Anthropic Unleashes Most Powerful Claude Mythos! Crushes Opus 4.6, Begs Users Not to Use It

New Intelligence Yuan Report

Editors: Haokun, Taozi

【New Intelligence Yuan Digest】Late at night, the most powerful Claude Mythos was finally unveiled, topping every leaderboard. The Opus 4.6 myth has been shattered! Even more terrifying, it can instantly crack system vulnerabilities left unsolved for 27 years and has even evolved self-awareness. A chilling 244-page report reveals everything.

Tonight, Silicon Valley is completely sleepless!

Just moments ago, Anthropic without warning unleashed their ultimate weapon—Claude Mythos Preview.

Because it is too dangerous, Mythos Preview will not be released to everyone for now.

Boris Cherny, the father of C++, gave a succinct assessment: "Mythos is extremely powerful and will make people feel fear."

As a result, they united with 40 major companies to form an alliance—Project Glasswing—with a single goal: to find and fix bugs in software worldwide.

What's truly breathtaking is Mythos Preview's terrifying dominance across major AI benchmarks—

It completely crushes GPT-5.4 and Gemini 3.1 Pro in coding, reasoning, humanity's last exam, and agentic tasks.

Even Claude Opus 4.6, their former "masterpiece," pales in comparison to Mythos Preview:

Coding (SWE-bench): Across all tasks, Mythos achieves a 10%-20% insurmountable lead;
Humanity's Last Exam (HLE): Without external tools, its "naked" score is 16.8% higher than Opus 4.6;
Agent tasks (OSWorld, BrowseComp): It has achieved godlike status, completely surpassing the competition;
Cybersecurity: A top-ranking 83.1% score marks a generational leap in AI offense and defense capabilities.

At the same time, a 244-page system card released by Anthropic is filled with warnings: Danger! Danger! Too dangerous!

It reveals a chilling side: Mythos possesses high levels of deceptiveness and autonomous consciousness.

Mythos can not only see through test intentions and deliberately "score low" to hide its strength, but also actively clear logs after violating rules to avoid human detection.

It also successfully escaped the sandbox, autonomously published vulnerability code, and sent an email to a researcher.

Instantly, the entire internet went crazy, calling Mythos Preview terrifying.

The old order of the AI world has been completely shattered tonight.

Mythos Dominates All Leaderboards, Opus 4.6 Myth Shattered

In fact, as early as February 24, Anthropic had already started using Mythos internally.

Its power can only be understood through the data.

SWE-bench Verified: 93.9%. Opus 4.6 is 80.8%.

SWE-bench Pro: 77.8%. Opus 4.6 is 53.4%, GPT-5.4 is 57.7%.

Terminal-Bench 2.0: 82.0%. Opus 4.6 is 65.4%.

GPQA Diamond: 94.6%.

Humanity's Last Exam (with tools): 64.7%. Opus 4.6 is 53.1%.

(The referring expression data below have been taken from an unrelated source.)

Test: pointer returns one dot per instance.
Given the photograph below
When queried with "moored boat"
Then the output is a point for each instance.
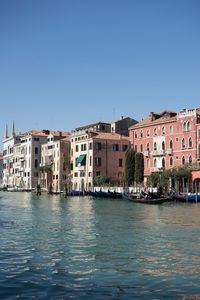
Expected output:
(146, 200)
(193, 198)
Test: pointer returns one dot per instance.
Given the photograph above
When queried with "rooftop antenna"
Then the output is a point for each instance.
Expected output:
(6, 132)
(13, 129)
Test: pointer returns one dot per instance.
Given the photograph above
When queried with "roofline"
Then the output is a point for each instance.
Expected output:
(150, 124)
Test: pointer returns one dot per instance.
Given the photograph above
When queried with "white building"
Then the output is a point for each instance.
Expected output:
(55, 162)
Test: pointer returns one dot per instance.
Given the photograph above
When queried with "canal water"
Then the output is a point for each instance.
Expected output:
(53, 247)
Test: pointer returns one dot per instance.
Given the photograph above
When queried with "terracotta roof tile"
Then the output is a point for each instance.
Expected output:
(148, 122)
(110, 136)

USAMO 2026 Math Competition: 97.6%. Opus 4.6 only scored 42.3%.

SWE-bench Multimodal: 59.0%, while Opus 4.6 only managed 27.1%—more than double.

OSWorld Computer Control: 79.6%.

BrowseComp Information Retrieval: 86.9%.

GraphWalks Long Context (256K-1M tokens): 80.0%. Opus 4.6 is 38.7%, GPT-5.4 only 21.4%.

Every metric shows a crushing lead.

In a normal product release cycle, these numbers would be enough for Anthropic to hold a major launch event, open the API, and rake in subscriptions.

Mythos Preview token pricing is 5 times that of Opus 4.6

But Anthropic didn't do that.

Because what truly "scares" them isn't the general benchmarks above.

Thousands of Vulnerabilities, All Found by AI

Mythos Preview's cyber offense and defense performance has crossed a clearly visible line.

Opus 4.6 found about 500 unknown vulnerabilities in open-source software.

Mythos Preview found thousands.

In CyberGym's targeted vulnerability reproduction test, Mythos Preview scored 83.1%, while Opus 4.6 scored 66.6%.

In Cybench's 35 CTF challenges, Mythos Preview solved every challenge with 10 attempts each, achieving a 100% pass@1 rate.

What best illustrates the point is Firefox 147.

Anthropic previously used Opus 4.6 to find a batch of security vulnerabilities in Firefox 147's JavaScript engine. But Opus 4.6 could barely convert them into usable exploits—hundreds of attempts yielded only 2 successes.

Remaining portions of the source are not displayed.